Friday, February 6, 2009

The XO, access, and the availability of the means of production.

I haven't posted on this blog in a while but my recent resurgent interest in discourse analysis and the means of production have lead me to topic in question again.  Hopefully this line of questioning will lean me to a conference proposal or paper.  

I have reflected many times on the Ceibal project in Uruguay.  One of the fundamental efforts of the project was to create a system of blogs that created a network for school children to communicate and collaborate.  I have done some work that considers blogging to be a Euro-American, western conception, which reinforces colonial ideals of communication, rhetoric, discourse, memoria (or the way in which information/knowledge and stored and retrieved), genre, and collaboration.  These notebooks, while giving access and connectivity to these underprivileged children, are made to adapt to a colonial discourse.  

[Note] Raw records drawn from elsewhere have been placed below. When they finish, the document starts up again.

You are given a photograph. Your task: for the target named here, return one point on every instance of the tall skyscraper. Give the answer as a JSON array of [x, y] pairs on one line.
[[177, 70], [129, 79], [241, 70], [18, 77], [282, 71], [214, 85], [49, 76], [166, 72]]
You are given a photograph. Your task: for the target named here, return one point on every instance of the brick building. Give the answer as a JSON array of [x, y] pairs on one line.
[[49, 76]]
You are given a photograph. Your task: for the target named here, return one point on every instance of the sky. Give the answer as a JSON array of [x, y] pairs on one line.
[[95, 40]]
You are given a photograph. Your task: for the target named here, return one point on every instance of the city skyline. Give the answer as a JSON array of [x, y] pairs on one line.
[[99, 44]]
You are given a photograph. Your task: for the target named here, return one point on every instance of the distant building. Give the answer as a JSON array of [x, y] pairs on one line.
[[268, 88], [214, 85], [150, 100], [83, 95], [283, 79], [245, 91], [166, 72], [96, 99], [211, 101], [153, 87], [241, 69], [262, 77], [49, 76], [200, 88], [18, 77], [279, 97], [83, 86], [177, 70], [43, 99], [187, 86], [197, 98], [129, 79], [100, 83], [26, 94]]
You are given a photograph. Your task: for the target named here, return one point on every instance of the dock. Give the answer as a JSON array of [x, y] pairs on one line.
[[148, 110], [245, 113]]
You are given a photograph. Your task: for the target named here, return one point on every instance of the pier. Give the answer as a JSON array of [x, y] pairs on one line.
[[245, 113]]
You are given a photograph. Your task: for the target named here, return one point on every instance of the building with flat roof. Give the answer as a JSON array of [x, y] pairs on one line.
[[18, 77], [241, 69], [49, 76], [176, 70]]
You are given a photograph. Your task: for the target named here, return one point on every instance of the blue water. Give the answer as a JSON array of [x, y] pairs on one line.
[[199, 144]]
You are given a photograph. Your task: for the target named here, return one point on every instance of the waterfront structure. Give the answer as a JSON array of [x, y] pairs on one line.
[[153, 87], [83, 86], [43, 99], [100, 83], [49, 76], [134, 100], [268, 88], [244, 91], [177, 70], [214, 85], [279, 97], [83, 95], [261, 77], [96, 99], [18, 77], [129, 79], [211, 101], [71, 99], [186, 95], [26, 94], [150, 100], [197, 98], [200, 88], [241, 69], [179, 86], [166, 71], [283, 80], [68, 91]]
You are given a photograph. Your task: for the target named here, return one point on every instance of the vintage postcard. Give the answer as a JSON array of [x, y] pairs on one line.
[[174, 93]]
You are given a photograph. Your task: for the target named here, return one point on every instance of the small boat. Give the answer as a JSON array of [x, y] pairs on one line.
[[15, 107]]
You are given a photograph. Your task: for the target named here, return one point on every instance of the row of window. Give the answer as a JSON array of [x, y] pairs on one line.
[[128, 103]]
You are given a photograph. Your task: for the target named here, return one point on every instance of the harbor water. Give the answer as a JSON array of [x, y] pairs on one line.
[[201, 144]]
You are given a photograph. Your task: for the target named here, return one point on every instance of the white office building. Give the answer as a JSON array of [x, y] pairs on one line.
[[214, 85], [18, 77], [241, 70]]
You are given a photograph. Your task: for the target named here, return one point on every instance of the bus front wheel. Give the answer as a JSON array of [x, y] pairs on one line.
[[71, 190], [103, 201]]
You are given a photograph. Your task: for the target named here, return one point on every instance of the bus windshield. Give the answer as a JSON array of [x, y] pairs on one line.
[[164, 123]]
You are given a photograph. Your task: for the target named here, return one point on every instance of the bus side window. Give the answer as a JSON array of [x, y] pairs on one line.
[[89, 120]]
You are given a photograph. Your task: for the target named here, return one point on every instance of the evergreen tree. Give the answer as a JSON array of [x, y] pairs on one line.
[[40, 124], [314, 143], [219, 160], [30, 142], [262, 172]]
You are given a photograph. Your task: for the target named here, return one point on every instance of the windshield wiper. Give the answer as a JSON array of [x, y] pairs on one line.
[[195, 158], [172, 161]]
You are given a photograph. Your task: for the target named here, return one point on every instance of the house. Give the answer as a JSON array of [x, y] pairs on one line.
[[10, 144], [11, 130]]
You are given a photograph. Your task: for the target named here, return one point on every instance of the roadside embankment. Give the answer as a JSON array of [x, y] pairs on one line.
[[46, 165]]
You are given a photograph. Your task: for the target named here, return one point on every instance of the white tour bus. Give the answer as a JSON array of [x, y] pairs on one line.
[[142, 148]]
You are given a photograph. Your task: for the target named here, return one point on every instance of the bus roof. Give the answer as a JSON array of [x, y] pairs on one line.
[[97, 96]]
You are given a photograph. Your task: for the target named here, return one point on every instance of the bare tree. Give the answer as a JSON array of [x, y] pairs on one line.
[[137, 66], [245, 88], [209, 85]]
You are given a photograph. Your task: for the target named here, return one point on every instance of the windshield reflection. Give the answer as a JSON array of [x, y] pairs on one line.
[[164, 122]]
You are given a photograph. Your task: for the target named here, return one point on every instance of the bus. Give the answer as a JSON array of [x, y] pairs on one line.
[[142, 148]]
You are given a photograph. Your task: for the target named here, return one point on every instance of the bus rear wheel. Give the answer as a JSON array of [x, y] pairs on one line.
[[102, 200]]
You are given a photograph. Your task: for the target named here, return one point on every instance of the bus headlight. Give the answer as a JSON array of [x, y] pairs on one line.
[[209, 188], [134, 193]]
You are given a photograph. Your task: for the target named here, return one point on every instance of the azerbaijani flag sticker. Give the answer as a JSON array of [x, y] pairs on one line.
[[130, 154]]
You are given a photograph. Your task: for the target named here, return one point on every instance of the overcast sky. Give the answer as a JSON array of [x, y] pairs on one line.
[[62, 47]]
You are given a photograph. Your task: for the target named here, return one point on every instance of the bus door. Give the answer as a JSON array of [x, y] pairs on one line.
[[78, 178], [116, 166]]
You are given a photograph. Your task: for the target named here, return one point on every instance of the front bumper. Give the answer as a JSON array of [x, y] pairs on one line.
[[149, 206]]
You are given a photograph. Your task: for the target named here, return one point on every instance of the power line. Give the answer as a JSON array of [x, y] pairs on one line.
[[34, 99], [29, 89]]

But these laptops allow for users to write their own applications.  The Ceibal project actually wanted to create a blogging application that would be suitable for the users after failed attempts with blogger.  There has been no reports on the headway with that project (I actually created this blog on the XO).  There has been much debate over how effective blogging is as platform of education.  So this issue may be a question of who is controlling the means of production.  Why is the blogging genre being produced in this context?  Is there a more effective, anti-colonial genre that can serve the needs of this discourse community?    

I see this as possibly a usability study (or part of one).  Analyzing the context and coming up with product or a means of production that leads to efficient communication and accomplishment of discursive goals.